Many parents are now having their children tutored privately at home after school hours as a means to ensure examination success or a better understanding of a particular subject. Indeed many parents consider the idea of private tutoring something that their child would only gain advantage from if they were studying an artistic subject such as music or dance; this again is a common misconception.

Subjects Available

Private tutoring is now something that spans most of the subjects on the National Curriculum and picking up your local telephone directory will show a plethora of names of private tutors who are more than prepared to come to your home and tutor your child in all manner of subjects ranging from English and other subjects on the syllabus through to music, drama, painting etc.

It is important to remember that all private tutors are up to speed – or should be up to speed – with the National Curriculum as it stands today and most of them come with some accreditation that they are qualified sufficiently to tutor your child privately.

Affordability

Private tutoring does not have the stigma attached to it that it once did.
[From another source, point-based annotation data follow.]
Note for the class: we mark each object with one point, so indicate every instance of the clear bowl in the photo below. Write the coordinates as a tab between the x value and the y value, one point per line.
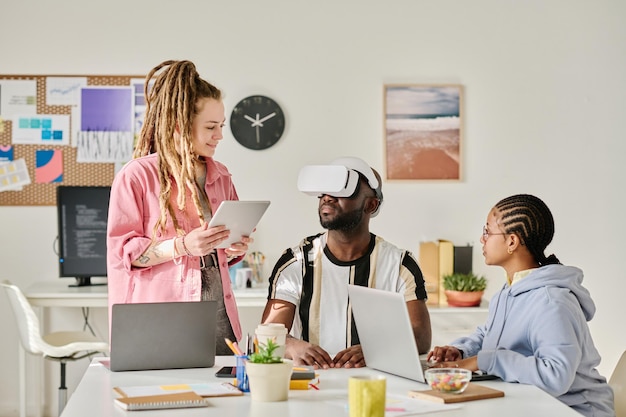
448	380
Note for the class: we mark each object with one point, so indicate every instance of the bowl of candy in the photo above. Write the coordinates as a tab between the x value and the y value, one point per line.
448	380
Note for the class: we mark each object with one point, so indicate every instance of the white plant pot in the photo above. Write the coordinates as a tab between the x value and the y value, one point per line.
269	381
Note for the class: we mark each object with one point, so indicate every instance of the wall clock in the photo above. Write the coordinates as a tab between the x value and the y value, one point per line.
257	122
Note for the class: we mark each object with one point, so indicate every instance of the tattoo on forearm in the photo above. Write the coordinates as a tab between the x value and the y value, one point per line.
156	254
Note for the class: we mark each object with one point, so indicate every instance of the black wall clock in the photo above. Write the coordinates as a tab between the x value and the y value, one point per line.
257	122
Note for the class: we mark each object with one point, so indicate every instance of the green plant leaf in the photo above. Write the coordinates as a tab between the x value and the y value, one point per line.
266	353
464	282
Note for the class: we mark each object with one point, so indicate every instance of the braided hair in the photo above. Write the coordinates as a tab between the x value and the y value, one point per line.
529	218
171	105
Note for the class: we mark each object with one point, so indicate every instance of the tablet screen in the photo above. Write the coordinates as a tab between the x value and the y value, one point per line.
240	217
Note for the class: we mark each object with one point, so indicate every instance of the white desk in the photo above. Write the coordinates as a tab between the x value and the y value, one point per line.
94	396
60	294
447	323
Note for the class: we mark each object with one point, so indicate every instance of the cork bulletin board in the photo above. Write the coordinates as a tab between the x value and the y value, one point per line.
74	171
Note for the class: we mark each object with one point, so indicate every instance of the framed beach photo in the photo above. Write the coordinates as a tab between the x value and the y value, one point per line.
423	131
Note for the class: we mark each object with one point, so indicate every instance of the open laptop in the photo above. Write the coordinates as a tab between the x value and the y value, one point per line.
168	335
386	334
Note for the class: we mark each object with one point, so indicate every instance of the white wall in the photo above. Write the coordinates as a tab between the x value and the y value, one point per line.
544	113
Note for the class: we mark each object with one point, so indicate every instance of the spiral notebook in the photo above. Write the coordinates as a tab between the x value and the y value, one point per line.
187	399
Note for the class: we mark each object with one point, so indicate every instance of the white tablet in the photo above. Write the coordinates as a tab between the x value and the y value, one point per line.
240	217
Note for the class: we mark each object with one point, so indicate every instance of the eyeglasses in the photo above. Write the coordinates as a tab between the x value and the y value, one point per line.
487	233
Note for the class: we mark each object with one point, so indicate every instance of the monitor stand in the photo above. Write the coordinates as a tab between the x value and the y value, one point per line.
85	282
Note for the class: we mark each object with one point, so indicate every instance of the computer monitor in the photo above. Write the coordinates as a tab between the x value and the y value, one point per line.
82	226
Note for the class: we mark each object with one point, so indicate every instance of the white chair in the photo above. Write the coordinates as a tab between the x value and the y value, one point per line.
618	383
58	346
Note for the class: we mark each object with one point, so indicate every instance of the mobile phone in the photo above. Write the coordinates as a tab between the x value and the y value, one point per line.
227	372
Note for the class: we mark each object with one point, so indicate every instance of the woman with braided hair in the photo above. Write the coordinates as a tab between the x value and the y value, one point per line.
536	331
159	245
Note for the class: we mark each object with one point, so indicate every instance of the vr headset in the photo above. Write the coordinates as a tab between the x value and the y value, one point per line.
339	179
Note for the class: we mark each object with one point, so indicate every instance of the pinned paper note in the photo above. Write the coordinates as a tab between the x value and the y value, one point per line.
49	166
13	175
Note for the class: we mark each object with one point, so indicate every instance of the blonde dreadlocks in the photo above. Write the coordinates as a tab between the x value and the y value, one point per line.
171	101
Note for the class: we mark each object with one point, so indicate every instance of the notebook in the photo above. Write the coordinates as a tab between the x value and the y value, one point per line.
166	401
240	217
389	321
385	332
163	335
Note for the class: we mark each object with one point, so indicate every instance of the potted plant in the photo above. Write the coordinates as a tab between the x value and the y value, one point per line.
464	290
268	374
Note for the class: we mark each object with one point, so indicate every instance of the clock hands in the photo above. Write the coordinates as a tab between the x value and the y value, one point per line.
269	116
259	122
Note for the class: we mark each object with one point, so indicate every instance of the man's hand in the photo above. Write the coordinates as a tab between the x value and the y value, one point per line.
305	353
444	354
350	358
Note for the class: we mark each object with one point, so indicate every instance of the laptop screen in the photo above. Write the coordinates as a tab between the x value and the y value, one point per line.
163	335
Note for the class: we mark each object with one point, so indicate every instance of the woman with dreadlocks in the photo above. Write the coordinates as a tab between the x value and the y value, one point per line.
536	331
159	245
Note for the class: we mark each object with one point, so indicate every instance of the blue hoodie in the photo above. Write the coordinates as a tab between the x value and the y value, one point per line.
536	333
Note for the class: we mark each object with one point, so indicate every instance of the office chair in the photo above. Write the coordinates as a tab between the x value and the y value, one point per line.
618	383
58	346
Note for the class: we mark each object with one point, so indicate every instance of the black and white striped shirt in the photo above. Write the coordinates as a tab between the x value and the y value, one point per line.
312	279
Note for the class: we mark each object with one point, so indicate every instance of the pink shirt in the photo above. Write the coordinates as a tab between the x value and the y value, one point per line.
133	212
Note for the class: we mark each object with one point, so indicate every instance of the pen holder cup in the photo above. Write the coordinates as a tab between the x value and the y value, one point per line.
242	376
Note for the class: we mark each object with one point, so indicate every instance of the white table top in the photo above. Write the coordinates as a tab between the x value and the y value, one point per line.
94	396
58	293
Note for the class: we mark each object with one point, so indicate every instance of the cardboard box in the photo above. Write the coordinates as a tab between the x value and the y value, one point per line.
436	259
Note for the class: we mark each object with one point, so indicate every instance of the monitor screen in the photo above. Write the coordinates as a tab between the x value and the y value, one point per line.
82	221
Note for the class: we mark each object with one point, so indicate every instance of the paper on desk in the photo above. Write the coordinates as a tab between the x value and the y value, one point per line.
398	406
209	389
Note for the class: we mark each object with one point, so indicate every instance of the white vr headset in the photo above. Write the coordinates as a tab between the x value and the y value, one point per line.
339	179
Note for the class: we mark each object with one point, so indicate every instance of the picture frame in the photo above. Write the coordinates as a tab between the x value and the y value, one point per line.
423	131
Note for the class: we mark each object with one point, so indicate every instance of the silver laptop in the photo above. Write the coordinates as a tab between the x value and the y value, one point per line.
385	332
163	335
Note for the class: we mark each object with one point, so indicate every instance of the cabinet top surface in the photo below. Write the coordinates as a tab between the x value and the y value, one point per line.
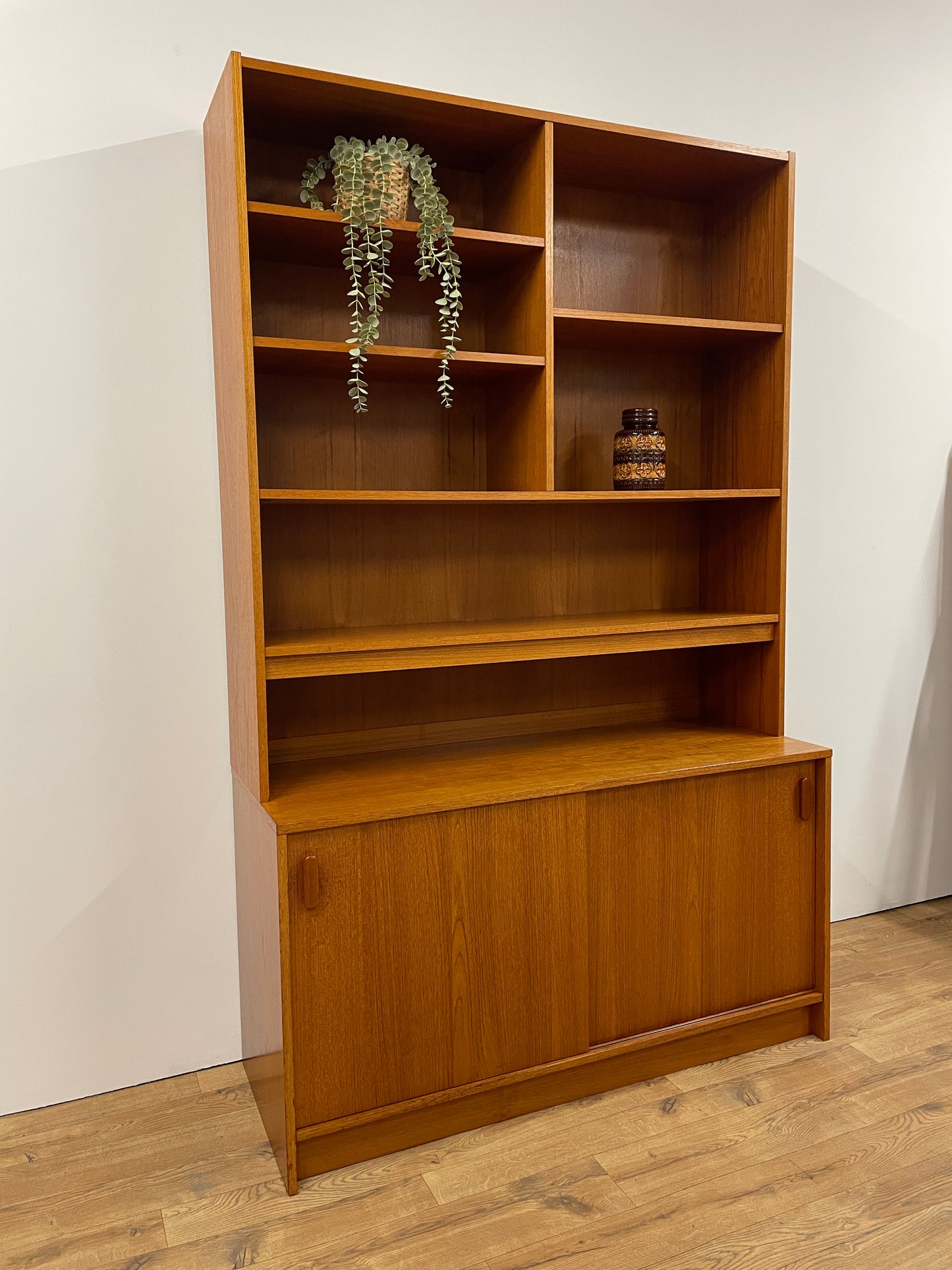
282	86
349	790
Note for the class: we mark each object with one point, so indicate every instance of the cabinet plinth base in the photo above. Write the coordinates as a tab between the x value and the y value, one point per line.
378	1133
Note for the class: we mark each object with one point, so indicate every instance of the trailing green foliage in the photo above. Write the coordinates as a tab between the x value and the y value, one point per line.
363	175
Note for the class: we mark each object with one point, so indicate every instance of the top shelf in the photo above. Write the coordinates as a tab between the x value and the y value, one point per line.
584	328
302	237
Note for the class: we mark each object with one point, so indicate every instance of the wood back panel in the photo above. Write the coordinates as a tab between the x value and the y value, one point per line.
368	713
309	436
627	253
366	565
235	412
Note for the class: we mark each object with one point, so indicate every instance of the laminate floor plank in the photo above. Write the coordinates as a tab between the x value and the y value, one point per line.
719	1203
809	1156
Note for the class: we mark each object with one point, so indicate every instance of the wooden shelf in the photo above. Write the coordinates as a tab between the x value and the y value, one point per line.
582	328
364	649
509	496
302	237
329	357
349	790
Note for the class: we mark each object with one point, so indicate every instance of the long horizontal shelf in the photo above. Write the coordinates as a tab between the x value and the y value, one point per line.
330	357
366	649
583	328
302	237
353	789
508	496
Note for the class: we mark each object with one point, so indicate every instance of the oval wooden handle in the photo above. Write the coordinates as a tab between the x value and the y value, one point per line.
311	880
806	799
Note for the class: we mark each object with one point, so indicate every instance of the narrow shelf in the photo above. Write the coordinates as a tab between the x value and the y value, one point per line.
329	357
583	328
509	496
302	237
320	793
363	649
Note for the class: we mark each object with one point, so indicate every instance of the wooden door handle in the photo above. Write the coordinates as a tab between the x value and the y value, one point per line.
806	798
311	880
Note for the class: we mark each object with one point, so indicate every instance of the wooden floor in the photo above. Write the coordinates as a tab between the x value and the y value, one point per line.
802	1156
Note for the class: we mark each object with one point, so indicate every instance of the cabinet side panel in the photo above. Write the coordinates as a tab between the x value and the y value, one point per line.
234	399
820	1014
260	929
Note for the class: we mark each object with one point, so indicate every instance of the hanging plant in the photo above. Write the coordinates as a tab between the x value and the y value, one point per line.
370	179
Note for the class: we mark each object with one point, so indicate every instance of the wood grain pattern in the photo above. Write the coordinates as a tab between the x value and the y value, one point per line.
823	800
701	898
279	94
404	978
580	328
381	565
602	1071
300	235
322	357
493	496
349	790
262	912
361	650
466	626
518	313
339	715
809	1153
235	407
308	434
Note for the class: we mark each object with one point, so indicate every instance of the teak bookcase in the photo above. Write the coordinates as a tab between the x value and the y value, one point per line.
516	818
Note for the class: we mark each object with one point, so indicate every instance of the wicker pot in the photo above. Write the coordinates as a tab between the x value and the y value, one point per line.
397	192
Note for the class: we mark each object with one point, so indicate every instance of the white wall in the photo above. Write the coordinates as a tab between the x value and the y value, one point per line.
117	945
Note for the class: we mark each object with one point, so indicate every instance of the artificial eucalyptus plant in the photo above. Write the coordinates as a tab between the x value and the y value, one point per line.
364	174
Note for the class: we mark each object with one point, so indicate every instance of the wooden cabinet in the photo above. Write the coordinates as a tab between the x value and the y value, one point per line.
701	898
516	816
441	950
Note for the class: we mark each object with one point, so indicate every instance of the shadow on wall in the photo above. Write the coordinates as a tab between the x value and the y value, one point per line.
920	855
870	587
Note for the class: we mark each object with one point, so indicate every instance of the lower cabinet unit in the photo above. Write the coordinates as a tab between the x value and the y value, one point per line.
701	898
442	950
457	968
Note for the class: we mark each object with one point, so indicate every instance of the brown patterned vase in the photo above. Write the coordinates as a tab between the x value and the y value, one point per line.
639	451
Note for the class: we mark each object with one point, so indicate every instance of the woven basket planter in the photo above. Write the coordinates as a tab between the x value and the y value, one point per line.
395	196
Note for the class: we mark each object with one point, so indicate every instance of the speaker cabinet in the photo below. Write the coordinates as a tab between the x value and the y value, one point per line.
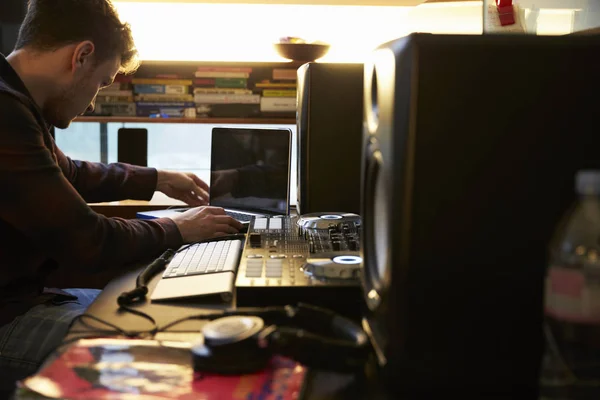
470	148
132	146
329	131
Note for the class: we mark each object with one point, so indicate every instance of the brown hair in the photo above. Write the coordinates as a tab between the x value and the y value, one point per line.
51	24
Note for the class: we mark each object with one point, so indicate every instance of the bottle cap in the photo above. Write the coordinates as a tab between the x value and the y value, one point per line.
588	182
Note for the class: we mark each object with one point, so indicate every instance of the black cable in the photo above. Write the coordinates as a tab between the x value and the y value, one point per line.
126	299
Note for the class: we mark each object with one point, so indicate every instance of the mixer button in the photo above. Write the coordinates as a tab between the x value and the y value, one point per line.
278	256
255	239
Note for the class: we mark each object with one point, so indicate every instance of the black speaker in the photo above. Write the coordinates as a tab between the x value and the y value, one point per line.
132	146
329	130
12	13
471	145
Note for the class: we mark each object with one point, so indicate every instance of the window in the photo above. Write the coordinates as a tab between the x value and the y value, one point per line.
178	147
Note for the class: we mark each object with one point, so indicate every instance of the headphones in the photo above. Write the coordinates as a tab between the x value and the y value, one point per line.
243	341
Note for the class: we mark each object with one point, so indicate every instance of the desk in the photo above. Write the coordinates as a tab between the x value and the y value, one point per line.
320	385
128	208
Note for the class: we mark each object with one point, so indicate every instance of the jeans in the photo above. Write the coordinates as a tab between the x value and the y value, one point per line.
26	340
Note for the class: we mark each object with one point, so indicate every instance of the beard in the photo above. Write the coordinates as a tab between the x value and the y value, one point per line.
61	109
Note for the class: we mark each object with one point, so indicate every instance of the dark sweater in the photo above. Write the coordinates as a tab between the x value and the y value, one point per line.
45	222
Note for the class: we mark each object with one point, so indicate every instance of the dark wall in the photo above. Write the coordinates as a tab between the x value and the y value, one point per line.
12	13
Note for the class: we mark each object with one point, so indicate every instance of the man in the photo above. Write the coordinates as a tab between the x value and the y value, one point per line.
66	51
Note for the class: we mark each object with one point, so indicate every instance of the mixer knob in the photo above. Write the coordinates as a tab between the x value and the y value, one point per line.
255	239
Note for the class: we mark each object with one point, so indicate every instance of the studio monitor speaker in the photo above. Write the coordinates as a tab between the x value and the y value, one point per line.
470	148
329	132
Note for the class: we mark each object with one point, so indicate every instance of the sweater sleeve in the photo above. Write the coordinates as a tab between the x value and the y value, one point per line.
39	201
98	182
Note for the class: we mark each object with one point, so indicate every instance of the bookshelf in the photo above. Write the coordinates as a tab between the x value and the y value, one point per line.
245	121
153	74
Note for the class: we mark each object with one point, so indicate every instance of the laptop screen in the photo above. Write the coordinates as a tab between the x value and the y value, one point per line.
250	169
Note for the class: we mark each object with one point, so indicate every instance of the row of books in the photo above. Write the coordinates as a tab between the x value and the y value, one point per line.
211	92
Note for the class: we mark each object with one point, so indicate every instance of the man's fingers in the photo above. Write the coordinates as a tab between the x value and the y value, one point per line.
201	193
199	182
227	220
193	200
228	229
215	210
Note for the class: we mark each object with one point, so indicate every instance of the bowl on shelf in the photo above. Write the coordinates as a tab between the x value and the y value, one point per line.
305	52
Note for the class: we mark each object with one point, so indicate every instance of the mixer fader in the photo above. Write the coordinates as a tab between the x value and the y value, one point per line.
300	258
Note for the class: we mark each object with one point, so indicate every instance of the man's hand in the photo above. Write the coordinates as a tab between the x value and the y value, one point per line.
183	186
201	223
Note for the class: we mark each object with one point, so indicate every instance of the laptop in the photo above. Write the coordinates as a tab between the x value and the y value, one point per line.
250	177
249	173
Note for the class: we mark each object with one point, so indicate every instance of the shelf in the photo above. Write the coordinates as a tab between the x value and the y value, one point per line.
274	121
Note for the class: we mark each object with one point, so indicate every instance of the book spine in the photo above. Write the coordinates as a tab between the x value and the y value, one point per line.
165	104
279	93
221	74
224	69
227	98
161	89
102	98
115	109
164	97
221	91
278	104
150	81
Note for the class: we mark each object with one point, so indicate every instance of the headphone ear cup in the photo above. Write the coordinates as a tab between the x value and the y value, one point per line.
231	346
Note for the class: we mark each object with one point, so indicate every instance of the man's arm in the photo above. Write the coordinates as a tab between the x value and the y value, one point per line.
98	182
37	199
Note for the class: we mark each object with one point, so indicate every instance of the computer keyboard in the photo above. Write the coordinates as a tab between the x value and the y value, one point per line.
240	216
205	258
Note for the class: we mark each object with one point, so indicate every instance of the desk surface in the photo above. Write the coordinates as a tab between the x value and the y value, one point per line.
321	385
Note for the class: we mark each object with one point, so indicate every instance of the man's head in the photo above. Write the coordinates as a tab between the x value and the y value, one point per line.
89	46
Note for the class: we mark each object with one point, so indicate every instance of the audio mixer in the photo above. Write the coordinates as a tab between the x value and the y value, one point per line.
313	258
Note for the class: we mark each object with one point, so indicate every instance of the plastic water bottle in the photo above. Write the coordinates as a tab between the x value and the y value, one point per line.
571	363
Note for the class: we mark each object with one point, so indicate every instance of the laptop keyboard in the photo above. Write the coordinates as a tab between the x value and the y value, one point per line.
205	258
240	216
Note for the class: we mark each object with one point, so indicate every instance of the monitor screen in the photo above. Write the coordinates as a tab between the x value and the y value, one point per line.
250	169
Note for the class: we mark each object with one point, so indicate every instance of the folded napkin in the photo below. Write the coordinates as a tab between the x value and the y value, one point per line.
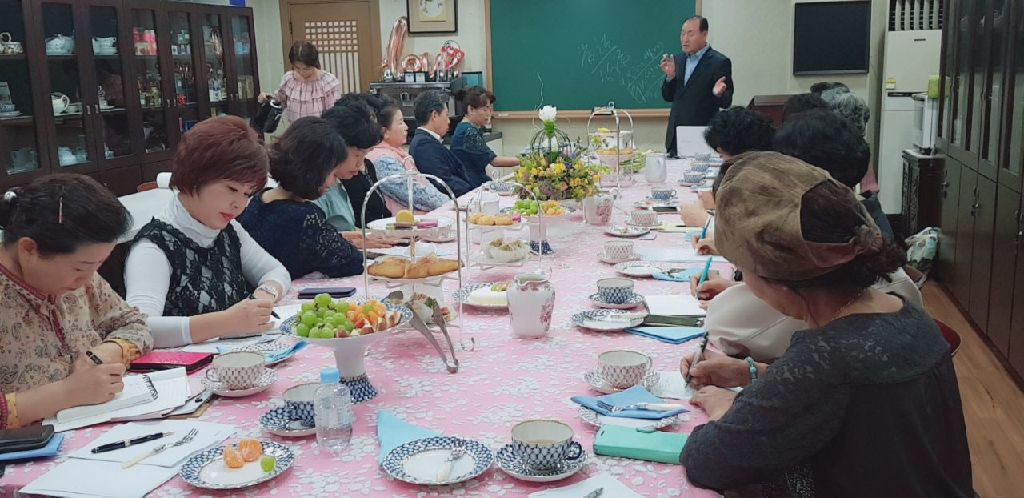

As we have already discussed, it was something that originally was seen by many as a noticeable divide among the classes; the more financially secure families being able to offer their children private tutoring whilst the working classes were simply not in a position to offer this facility.

Many tutors now operating are either former teachers or indeed full-time employed teachers acting in their own time and charging a nominal fee to spend anything from one to three hours at a time with your child in order to help with their learning of a particular subject or indeed help them achieve the success in an examination which they may feel they would struggle with. For the most part this can be with the simplest of things such as working out a timetable of study and how to go about studying and revising.

Choosing a Tutor

From your child’s point of view it is important that the tutor you have chosen is someone to whom they can relate and feel at ease with. After all, having a stranger come into your home and try to teach your child a particular subject is daunting enough on its own so first introductions and references are important.

It’s a good idea to have an informal session to begin with, perhaps at the tutor’s home in your presence so that you can gauge both the reaction of your child to the tutor and vice versa. You should be able to pick up early on if your child will benefit from tutoring at home and indeed whether or not they will gain sufficient knowledge from the individual teaching them.

Again it is worth remembering that the amount of money you should spend on tutoring does not have to be huge. There are tutors operating who offer very reasonable rates and can offer discounted rates for a block of sessions should you feel it necessary for this to be the case.

Your Local Education Authority – who although unable to offer financial assistance in this area – can offer you help and guidance and will have a list of tutors which they can pass on to you so that you at least have a good place to start.